2) sowing your heirloom seeds and raising seedlings without competitive weeds can be done if you start the process with the help of a weed blanket:

-Add wet newspaper sheets to a raked surface. Make sure to overlap them well to ensure great coverage.
-After designing your planting scheme, draw or paint the outline design on to the sheets.
-Cut out the ‘pattern’ of your planting spaces (the “holes” where the plants will grow through). Secure the sheets down with rocks if it is windy.

Now you can start with your sowing can be done followed by a layer of compost and mulch.

3) Create a perfect 50/50 carbon/nitrogen compost booster:

Add shredded newspaper to the same ratio as foliage to your compost. Tip: run over a few newspaper sheets next time you mow the lawn. Shredded newspaper to the compost bin is like a sprinkling of fairy dust.

4) Trap pests the easy way: Place damp newspaper is an alluring place around plants/trees before night fall, and pick them up the next morning with all the quilty visitors underneath.

5) Lasagne gardening on a base of newspaper:

Create a moistened bed of newspaper (1cm thick layer) and add on top:
– layer of small sticks and twigs
– layer of foliage
– layer of shredded color-ink-paper
– layer of compost and soil
– repeat all these steps except the bottom base (which you only do once). * Keep moist and covered with a mulch. After 2 months, you will be left with a most fertile, magic planting bed for your heirloom seeds to be sown.

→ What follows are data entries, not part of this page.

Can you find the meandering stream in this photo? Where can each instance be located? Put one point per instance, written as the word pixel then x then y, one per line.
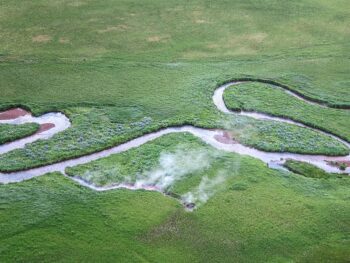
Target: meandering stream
pixel 215 138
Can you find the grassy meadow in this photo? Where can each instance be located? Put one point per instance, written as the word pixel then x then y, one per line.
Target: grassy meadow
pixel 123 68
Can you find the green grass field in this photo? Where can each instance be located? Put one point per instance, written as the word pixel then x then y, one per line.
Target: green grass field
pixel 9 133
pixel 123 68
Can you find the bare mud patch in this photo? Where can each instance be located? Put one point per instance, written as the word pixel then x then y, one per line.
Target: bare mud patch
pixel 158 39
pixel 121 27
pixel 41 38
pixel 45 127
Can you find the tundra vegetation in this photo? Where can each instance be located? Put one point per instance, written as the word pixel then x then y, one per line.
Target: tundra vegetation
pixel 9 132
pixel 120 69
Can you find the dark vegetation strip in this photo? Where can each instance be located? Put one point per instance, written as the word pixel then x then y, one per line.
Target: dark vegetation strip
pixel 286 87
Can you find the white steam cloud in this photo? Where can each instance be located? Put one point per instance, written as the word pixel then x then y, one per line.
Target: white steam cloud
pixel 206 189
pixel 174 166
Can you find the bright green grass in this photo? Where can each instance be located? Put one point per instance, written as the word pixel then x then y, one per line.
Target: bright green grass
pixel 95 129
pixel 120 61
pixel 307 169
pixel 260 215
pixel 9 133
pixel 274 101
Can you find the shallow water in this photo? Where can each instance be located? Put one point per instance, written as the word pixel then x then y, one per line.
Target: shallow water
pixel 273 160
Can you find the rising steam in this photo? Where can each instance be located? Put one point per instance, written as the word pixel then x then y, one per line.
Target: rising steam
pixel 206 189
pixel 174 166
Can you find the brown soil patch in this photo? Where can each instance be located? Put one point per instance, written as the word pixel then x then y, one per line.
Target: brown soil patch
pixel 13 114
pixel 41 39
pixel 113 28
pixel 225 138
pixel 45 127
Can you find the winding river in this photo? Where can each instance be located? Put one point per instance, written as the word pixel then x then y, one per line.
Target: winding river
pixel 215 138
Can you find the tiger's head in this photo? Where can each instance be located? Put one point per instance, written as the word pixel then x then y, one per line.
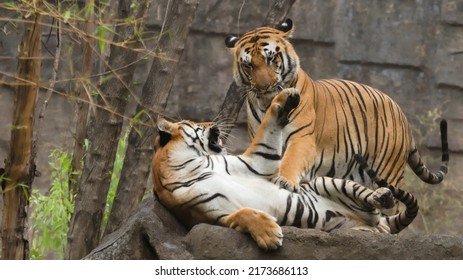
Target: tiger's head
pixel 264 59
pixel 190 138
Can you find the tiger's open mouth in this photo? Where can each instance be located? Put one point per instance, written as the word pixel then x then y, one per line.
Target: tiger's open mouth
pixel 215 143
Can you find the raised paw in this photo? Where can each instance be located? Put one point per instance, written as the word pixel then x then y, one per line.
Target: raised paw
pixel 262 227
pixel 383 198
pixel 285 184
pixel 284 103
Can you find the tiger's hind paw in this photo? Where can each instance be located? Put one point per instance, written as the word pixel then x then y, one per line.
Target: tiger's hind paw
pixel 285 184
pixel 383 198
pixel 262 227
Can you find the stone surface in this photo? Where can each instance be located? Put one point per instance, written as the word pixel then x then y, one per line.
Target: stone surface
pixel 411 50
pixel 153 234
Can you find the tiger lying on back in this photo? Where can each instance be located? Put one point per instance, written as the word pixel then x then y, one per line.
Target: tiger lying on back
pixel 199 183
pixel 335 120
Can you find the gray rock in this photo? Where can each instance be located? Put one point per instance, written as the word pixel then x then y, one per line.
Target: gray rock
pixel 152 233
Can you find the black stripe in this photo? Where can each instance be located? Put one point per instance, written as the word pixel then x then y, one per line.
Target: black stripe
pixel 252 169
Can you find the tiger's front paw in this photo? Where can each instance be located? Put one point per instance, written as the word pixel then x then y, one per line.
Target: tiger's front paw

6) Create an instant cost and maintenance-free pathway with cardboard boxes:
Open up your plastic-free, non-glossy cardboard boxes and overlap/lay them to form your path. Weigh down with a few rocks here and there. Follow up with mulch, wood chips or gravel. You may need to add a new cardboard sheet every other year.
How to garden free includes this very cheap, or free method – plus, you will never deal with a single weed.

7) Instant fix to impossible sand or clay soils:
Collect smaller plastic-free and non-glossy carboard boxes such as wine boxes. Dig a hole where you wish to plant, insert the box, but filled with good soil and compost. Plant next with the chosen plant, or sow your heirloom seeds in situs and finally cover the area with mulch so that the box is out of sight. This method works very well! The box will eventually break down, to further enrich the soil.

8) Easiest method to minimize weeds and maximize water: Tear up cardboard boxes that have no plastic or glossy print. Place these around your shrubs and trees, not quite over-lapping but close to. The ideais for water to easily get through the gaps, to the roots of your plants, but to beclose enough to suppressweeds. These cardboard sheets will become soil food in time and putting new cardboard carpets down will be needed now and then. Cover all areas inbetween plants that you wish to keep clean. Cover and hide with mulch.

These simple methods are game changers!